3) Construction: committee asked a number of questions regarding choice of materials for the foundation and walls, construction methods, the type of plants to be removed and planted, whether the site was zoned as wetland, etc. Andrew was particularly well-prepared and well-spoken on these issues.

4) Budget: Andrew did some preliminary estimates with Bruce at local home supply stores. Bob thought the construction cost estimate might be low in comparing it with the final costs of Jimmy’s project , but Andrew defended the basic assumptions; certainly a scale model will help flesh out the costs. Committee (can’t remember who) also suggested reviewing the costs related to food for the crew and other expenses.

Andrew plans to fundraise mostly by talking to family members and asking for donations at Bellevue Pres. He noted that he would have to get approval from Council in order to fundraise any other way, including asking for donations in kind. However, Bellevue Pres noted in their acceptance of the project that any donations above the cost of the project would be given to the church and acknowledged that Andrew would be fundraising in their name. It didn’t make sense to the committee that Boy Scouts would have to approve how Andrew raised funds for Bellevue Pres, but no resolution was reached.
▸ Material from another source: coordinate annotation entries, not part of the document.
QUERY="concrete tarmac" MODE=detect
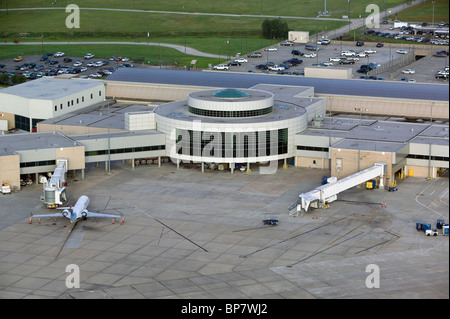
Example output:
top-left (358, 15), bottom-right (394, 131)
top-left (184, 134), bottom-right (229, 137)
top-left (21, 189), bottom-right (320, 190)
top-left (0, 162), bottom-right (449, 299)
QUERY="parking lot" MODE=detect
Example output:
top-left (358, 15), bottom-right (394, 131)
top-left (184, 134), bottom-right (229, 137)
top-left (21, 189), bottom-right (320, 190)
top-left (0, 162), bottom-right (449, 302)
top-left (0, 52), bottom-right (134, 80)
top-left (218, 41), bottom-right (448, 84)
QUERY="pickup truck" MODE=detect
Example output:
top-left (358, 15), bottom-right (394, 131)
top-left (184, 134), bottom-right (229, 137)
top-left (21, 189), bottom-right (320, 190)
top-left (425, 229), bottom-right (437, 236)
top-left (214, 64), bottom-right (230, 70)
top-left (2, 183), bottom-right (11, 194)
top-left (269, 65), bottom-right (285, 71)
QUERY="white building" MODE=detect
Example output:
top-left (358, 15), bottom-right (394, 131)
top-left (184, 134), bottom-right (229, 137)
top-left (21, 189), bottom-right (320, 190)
top-left (0, 77), bottom-right (105, 131)
top-left (155, 85), bottom-right (325, 169)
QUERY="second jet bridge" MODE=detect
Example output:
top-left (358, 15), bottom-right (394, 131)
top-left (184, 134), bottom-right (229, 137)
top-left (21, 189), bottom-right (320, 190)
top-left (291, 162), bottom-right (386, 211)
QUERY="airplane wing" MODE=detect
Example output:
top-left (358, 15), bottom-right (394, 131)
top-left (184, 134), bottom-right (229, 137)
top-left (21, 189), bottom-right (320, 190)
top-left (86, 212), bottom-right (122, 218)
top-left (31, 213), bottom-right (64, 218)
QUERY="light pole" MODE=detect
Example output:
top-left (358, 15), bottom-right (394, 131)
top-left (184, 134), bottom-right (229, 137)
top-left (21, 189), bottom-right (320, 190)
top-left (107, 101), bottom-right (111, 174)
top-left (431, 0), bottom-right (436, 26)
top-left (355, 107), bottom-right (368, 172)
top-left (428, 102), bottom-right (434, 179)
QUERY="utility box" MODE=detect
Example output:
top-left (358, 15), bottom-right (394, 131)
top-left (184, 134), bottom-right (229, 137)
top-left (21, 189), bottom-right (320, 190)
top-left (442, 224), bottom-right (448, 236)
top-left (288, 31), bottom-right (309, 43)
top-left (366, 181), bottom-right (376, 189)
top-left (416, 223), bottom-right (431, 232)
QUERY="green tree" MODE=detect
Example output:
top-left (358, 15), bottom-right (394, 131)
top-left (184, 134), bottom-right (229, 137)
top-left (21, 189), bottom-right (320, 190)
top-left (0, 73), bottom-right (9, 84)
top-left (261, 18), bottom-right (289, 39)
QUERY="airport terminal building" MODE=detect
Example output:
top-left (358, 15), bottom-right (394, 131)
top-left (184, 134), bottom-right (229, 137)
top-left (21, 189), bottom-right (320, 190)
top-left (0, 69), bottom-right (449, 188)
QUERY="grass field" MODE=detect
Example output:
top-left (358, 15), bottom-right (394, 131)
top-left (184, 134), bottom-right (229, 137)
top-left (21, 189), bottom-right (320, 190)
top-left (1, 0), bottom-right (407, 18)
top-left (0, 10), bottom-right (346, 38)
top-left (399, 0), bottom-right (449, 22)
top-left (0, 0), bottom-right (442, 66)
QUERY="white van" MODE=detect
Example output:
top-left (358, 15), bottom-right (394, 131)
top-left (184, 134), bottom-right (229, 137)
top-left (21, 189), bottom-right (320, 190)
top-left (341, 50), bottom-right (356, 56)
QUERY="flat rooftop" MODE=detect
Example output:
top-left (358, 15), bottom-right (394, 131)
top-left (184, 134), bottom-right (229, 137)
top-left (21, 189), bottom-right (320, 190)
top-left (0, 132), bottom-right (81, 156)
top-left (298, 116), bottom-right (449, 152)
top-left (39, 101), bottom-right (153, 129)
top-left (0, 76), bottom-right (104, 100)
top-left (106, 68), bottom-right (449, 101)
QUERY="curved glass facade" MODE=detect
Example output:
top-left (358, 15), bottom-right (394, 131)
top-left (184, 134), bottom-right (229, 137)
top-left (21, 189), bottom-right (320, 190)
top-left (188, 106), bottom-right (273, 117)
top-left (213, 89), bottom-right (250, 99)
top-left (176, 128), bottom-right (289, 160)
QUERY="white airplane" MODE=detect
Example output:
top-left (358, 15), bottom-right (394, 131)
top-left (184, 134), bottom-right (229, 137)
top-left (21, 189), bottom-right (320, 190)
top-left (30, 195), bottom-right (123, 224)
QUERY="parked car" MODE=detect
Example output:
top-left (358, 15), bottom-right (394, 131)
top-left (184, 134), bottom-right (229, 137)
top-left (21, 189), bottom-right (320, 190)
top-left (214, 64), bottom-right (230, 70)
top-left (305, 43), bottom-right (320, 51)
top-left (283, 58), bottom-right (303, 66)
top-left (280, 40), bottom-right (294, 47)
top-left (317, 39), bottom-right (331, 45)
top-left (269, 64), bottom-right (286, 71)
top-left (303, 52), bottom-right (317, 58)
top-left (291, 50), bottom-right (304, 55)
top-left (247, 52), bottom-right (262, 58)
top-left (341, 50), bottom-right (356, 57)
top-left (402, 69), bottom-right (416, 74)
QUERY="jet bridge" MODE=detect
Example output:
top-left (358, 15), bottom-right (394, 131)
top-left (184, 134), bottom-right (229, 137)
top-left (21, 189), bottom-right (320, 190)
top-left (290, 162), bottom-right (386, 214)
top-left (41, 158), bottom-right (68, 208)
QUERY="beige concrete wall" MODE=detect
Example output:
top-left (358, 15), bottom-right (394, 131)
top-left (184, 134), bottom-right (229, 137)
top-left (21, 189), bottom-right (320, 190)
top-left (331, 148), bottom-right (393, 180)
top-left (105, 81), bottom-right (211, 101)
top-left (295, 156), bottom-right (330, 169)
top-left (37, 123), bottom-right (124, 135)
top-left (0, 154), bottom-right (20, 189)
top-left (0, 112), bottom-right (16, 130)
top-left (305, 67), bottom-right (352, 80)
top-left (316, 94), bottom-right (449, 120)
top-left (405, 165), bottom-right (437, 178)
top-left (55, 146), bottom-right (86, 170)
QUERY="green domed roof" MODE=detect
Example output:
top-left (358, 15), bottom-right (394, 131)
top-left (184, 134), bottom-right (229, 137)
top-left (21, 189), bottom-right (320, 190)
top-left (213, 89), bottom-right (250, 99)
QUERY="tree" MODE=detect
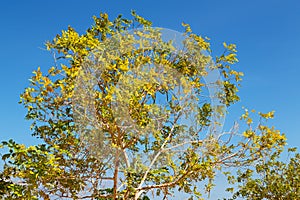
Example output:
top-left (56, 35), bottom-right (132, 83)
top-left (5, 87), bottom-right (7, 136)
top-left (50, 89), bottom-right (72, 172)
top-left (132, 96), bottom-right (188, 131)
top-left (0, 12), bottom-right (285, 199)
top-left (227, 148), bottom-right (300, 200)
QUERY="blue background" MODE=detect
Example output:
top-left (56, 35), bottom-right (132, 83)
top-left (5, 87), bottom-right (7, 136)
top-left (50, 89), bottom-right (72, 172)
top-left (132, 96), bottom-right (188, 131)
top-left (0, 0), bottom-right (300, 199)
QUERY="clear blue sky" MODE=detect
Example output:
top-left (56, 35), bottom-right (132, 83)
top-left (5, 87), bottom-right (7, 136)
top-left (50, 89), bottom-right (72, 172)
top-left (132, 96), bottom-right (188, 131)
top-left (0, 0), bottom-right (300, 198)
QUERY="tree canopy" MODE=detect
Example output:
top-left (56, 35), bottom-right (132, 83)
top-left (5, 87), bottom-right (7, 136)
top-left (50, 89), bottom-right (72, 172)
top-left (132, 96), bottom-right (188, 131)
top-left (0, 12), bottom-right (286, 199)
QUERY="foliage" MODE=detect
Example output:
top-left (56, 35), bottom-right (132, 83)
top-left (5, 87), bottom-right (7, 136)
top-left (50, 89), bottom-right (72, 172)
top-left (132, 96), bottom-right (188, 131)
top-left (0, 12), bottom-right (285, 199)
top-left (227, 148), bottom-right (300, 200)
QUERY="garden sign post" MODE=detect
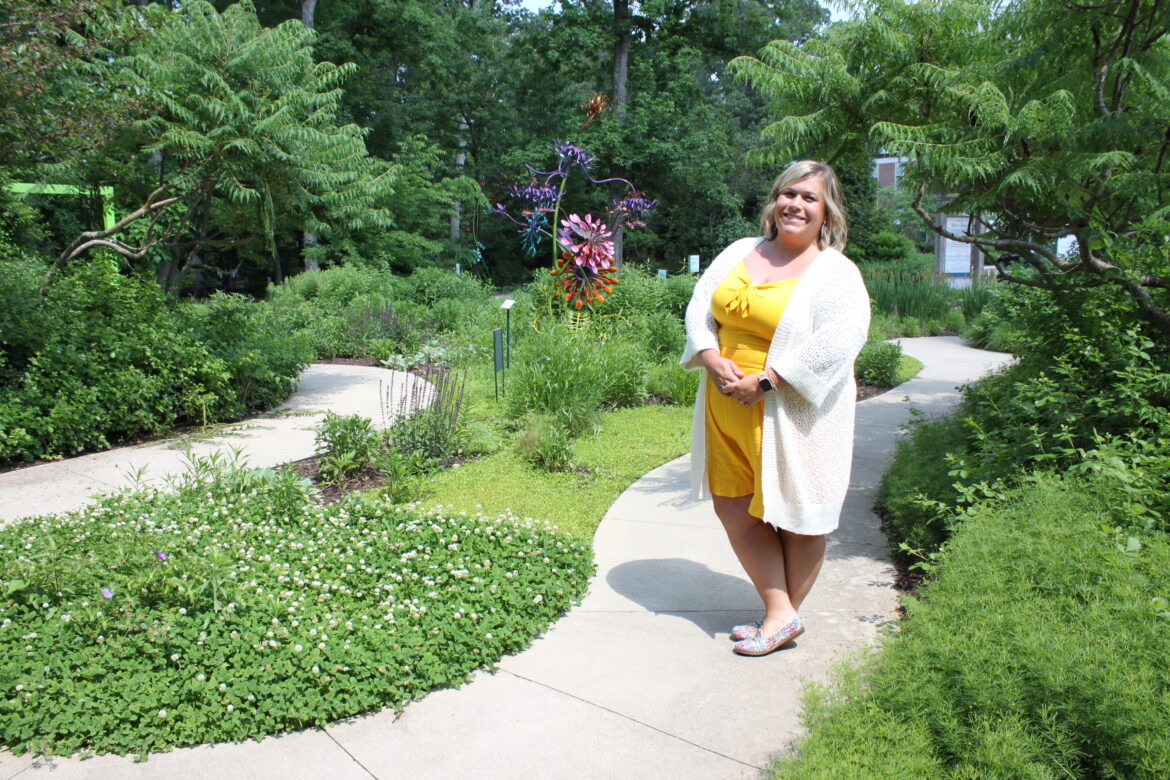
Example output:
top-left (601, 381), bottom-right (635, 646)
top-left (491, 327), bottom-right (507, 401)
top-left (500, 298), bottom-right (516, 368)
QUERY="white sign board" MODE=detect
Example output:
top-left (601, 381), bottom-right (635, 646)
top-left (943, 216), bottom-right (971, 275)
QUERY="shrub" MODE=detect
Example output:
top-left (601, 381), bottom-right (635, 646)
top-left (866, 230), bottom-right (915, 264)
top-left (876, 416), bottom-right (966, 554)
top-left (517, 413), bottom-right (573, 471)
top-left (633, 311), bottom-right (687, 360)
top-left (882, 277), bottom-right (1170, 558)
top-left (404, 268), bottom-right (488, 308)
top-left (181, 292), bottom-right (312, 419)
top-left (0, 464), bottom-right (592, 753)
top-left (508, 326), bottom-right (607, 436)
top-left (268, 265), bottom-right (405, 313)
top-left (0, 263), bottom-right (234, 461)
top-left (775, 475), bottom-right (1170, 779)
top-left (586, 337), bottom-right (649, 407)
top-left (647, 361), bottom-right (703, 406)
top-left (853, 341), bottom-right (902, 387)
top-left (314, 412), bottom-right (383, 482)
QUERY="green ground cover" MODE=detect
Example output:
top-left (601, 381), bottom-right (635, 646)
top-left (422, 406), bottom-right (691, 540)
top-left (772, 474), bottom-right (1170, 779)
top-left (0, 461), bottom-right (593, 753)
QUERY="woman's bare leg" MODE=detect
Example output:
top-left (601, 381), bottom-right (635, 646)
top-left (713, 496), bottom-right (800, 636)
top-left (779, 530), bottom-right (825, 609)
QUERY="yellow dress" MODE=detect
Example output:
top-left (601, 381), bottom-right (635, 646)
top-left (707, 262), bottom-right (800, 517)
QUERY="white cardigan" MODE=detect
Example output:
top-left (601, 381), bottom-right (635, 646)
top-left (680, 237), bottom-right (869, 534)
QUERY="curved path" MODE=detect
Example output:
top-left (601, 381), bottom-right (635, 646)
top-left (0, 338), bottom-right (1009, 780)
top-left (0, 364), bottom-right (431, 528)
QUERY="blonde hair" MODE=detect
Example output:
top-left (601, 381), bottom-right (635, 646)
top-left (759, 160), bottom-right (849, 251)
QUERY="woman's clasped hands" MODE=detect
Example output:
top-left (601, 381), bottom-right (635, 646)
top-left (700, 350), bottom-right (764, 406)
Hopefully this won’t be an issue anyway.

5) Timing: Andrew wants to finish the project this summer before the weather becomes an issue—tentatively mid-September. Committee thought that was a pretty ambitious timeline, considering some of the major pieces that need to come together—modeling, fundraising, pre-assembly work, recruiting teams. Andrew does have a lot of time to concentrate on the project during the summer, and is motivated to finish before the weather turns poor.

David made a motion that the project receive committee approval and Greg seconded. The project was unanimously approved.